This article deals with some not well-known dark corners of the OCaml compiler and how to get around them to produce more efficient code. The bottom line is that you should avoid using partial applications and instead prefer eta-expanding your functions to the maximum. To understand why, let’s compare the performance of the following definitions:
let f a b c = a + b + c
let g1 a l = List.fold_left ~f:(f a) ~init:0 l
let g2 a l = List.fold_left ~f:(fun b -> f a b) ~init:0 l
let g3 a l = List.fold_left ~f:(fun b c -> f a b c) ~init:0 l
Those three versions are all semantically equivalent (as long as f
does not
perform mutations between arguments): they all return the sum of the elements in
l
plus a
for each element.
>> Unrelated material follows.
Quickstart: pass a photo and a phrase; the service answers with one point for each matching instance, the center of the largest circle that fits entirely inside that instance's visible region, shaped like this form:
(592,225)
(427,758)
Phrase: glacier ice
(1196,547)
Yet, they have quite different execution times (n
is the length of the list l
, please ignore the last 3 columns for the moment):
n | g1 | g2 | g3 | g4 | g5 | g6 |
---|---|---|---|---|---|---|
0 | 0.18 | 0.11 | 0.12 | 0.14 | 0.12 | 0.10 |
1 | 0.39 | 0.43 | 0.22 | 0.25 | 0.35 | 0.24 |
5 | 1.16 | 1.78 | 0.64 | 0.62 | 1.54 | 0.23 |
10 | 2.16 | 3.49 | 1.11 | 1.14 | 2.73 | 0.36 |
100 | 20.32 | 33.69 | 10.19 | 10.25 | 24.45 | 2.85 |
So, what is going on here? The answer is in the way the OCaml compiler optimizes
calls to functions with multiple arguments. The lambda-calculus interpretation
of f
is of a function that takes one argument a
, returns a closure (i.e. a
function plus an environment containing the value of a
), which in turn takes
one argument b
, etc. Applying f
to three arguments would then amount to
applying them one by one, creating intermediate closures in the process.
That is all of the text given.